Макк согласился с тем, что его предприятия начинают разрастаться. В сущности, это торговое дело очень давнишнее и получено им по наследству, сказал Макк. Но он его развил и присоединил к нему кое-какие другие отрасли. Всё это он делает для своих детей.
– Но, Боже мой, сколько же у вас, однако, мастерских, фабрик и лавок? – воскликнула с воодушевлением фру пасторша.
Макк отвечал, смеясь:
– Да право, я хорошенько не знаю. Позвольте я сочту.
И Макк в этой болтовне забывал на короткое время свои огорчения и заботы, и ему было приятно, что его расспрашивали о его предприятиях.
– Ах, если бы мы жили вблизи вашей большой хлебопекарни в Розенгарде, – сказала пасторша, подумав о своём хозяйстве. – У нас такой плохой домашний хлеб.
– У ленсмана ведь есть булочник.
– Да, но у него нет хлеба.
Пастор сказал:
– К сожалению, он очень пьёт. Я уже написал ему.
Макк сидел некоторое время молча.
– Ну, в таком случае я открою здесь отделение моё булочной, – сказал он.
Он был всемогущ! Он делал всё, что хотел. Достаточно было одного его слова, чтобы у них появилась пекарня.
– Боже мой, – воскликнула пасторша и глаза её выражали изумление.
– У вас будет хлеб, фру. Я сейчас же телеграфирую, чтобы прислали рабочих. На всё это потребуется очень короткое время, всего несколько недель.
Но пастор молчал. Зачем это нужно, если его экономка и все служанки пекли весь хлеб сами? Хлеб из булочной обойдётся дороже.
– Очень вам благодарен за то, что вы так любезно оказали мне кредит в вашей лавочке, – сказал пастор.
– Да, – сказала пасторша в свою очередь, вторично обнаруживая свою заботливость.
– О, ведь это само собой разумеется, – отвечал Макк, – что бы вам не понадобилось всё к вашим услугам.
– Наверное, очень трудно иметь такую большую власть, как вы, – говорит фру.
Макк отвечает:
– Я вовсе не имею такой большой власти. Я даже не в состоянии отыскать вора, обокравшего меня.
– Какая это возмутительная история, – восклицает пастор. – Вы обещаете вору громаднейшее вознаграждение, целое состояние, а он всё-таки не признаётся.
Макк качает головой.
– Вообще, это чёрная неблагодарность обворовать именно вас, – говорит пасторша.
Макк обрадовался:
– Вот и вы это говорите фру. Да, я этого не ожидал. Нет, совершенно не ожидал. Я не знал, что у меня с народом подобные отношения.
Пастор заметил:
– Так ведь вас потому и обворовали, что знают, где поживиться. Вор знал куда идти.

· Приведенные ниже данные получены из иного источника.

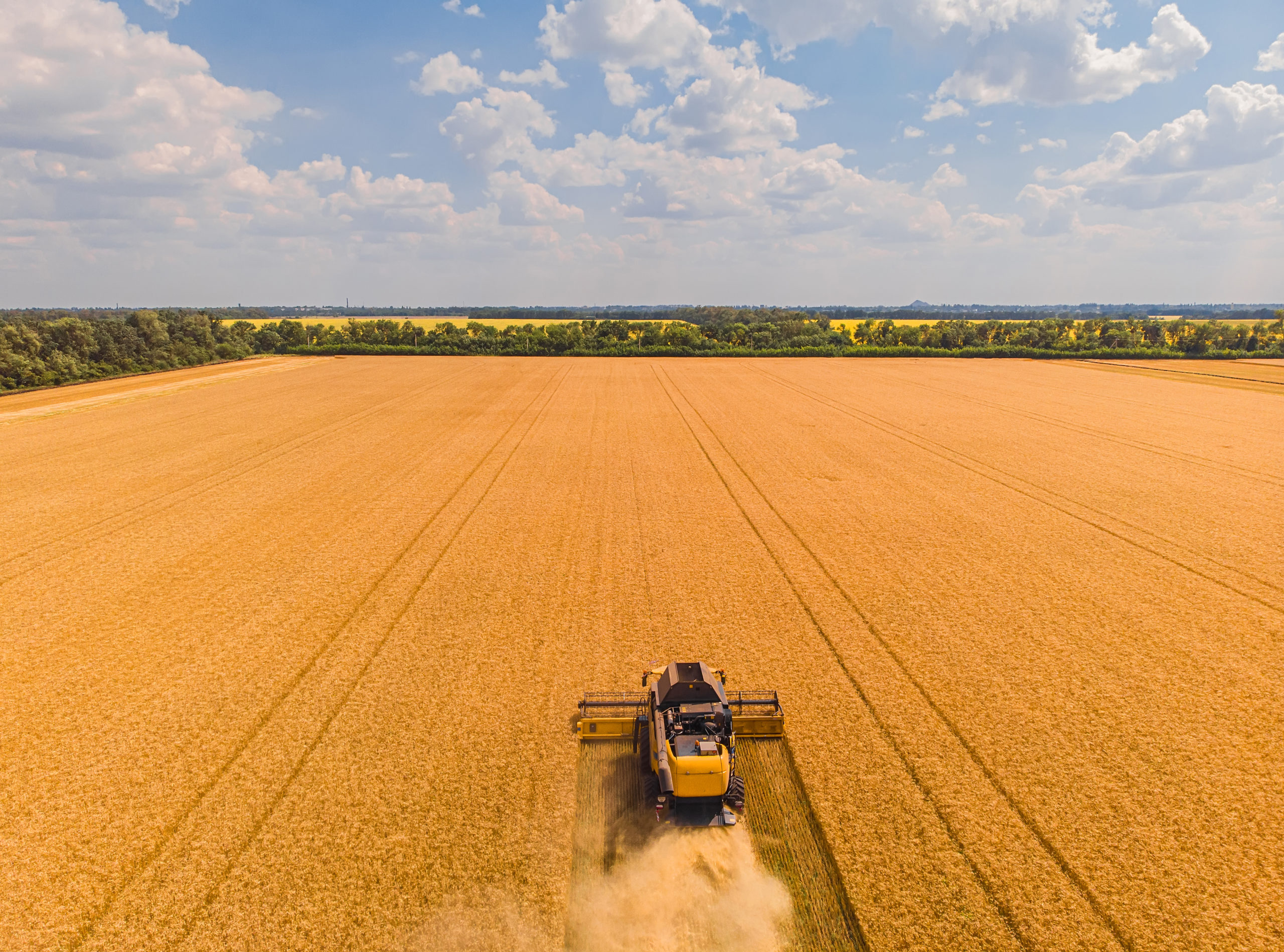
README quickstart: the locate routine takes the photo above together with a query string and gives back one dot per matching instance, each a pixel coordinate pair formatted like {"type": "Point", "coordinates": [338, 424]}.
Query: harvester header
{"type": "Point", "coordinates": [685, 726]}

Этим замечанием пастор очень наивно высказал самое справедливое предположение. Макку опять стало легче на душе. Если смотреть на дело с точки зрения пастора, то обида была вовсе уж не так велика.
– Но народ болтает всякий вздор об этой истории; всё это мне вредит и меня огорчает. В настоящее время здесь столько посторонних, они меня не щадят. И моя дочь Элиза тоже очень близко принимает это к сердцу. Впрочем, – сказал Макк, поднимаясь со своего места, – это не более как инцидент. Итак, повторяю ещё раз: если пастору понадобится помощь для кого-нибудь из нашего села, пожалуйста, вспомните обо мне.
Макк ушёл. Пастор произвёл на него самое лучшее впечатление, и он решил поддерживать его репутацию в народе. Это ему не повредит. А впрочем?.. Неизвестно, как далеко зашли сплетни? Вчера к нему пришёл его сын Фридрих и сказал, что пьяный рыбак крикнул ему с лодки:
– Ну что, ты уж признался и получил вознаграждение?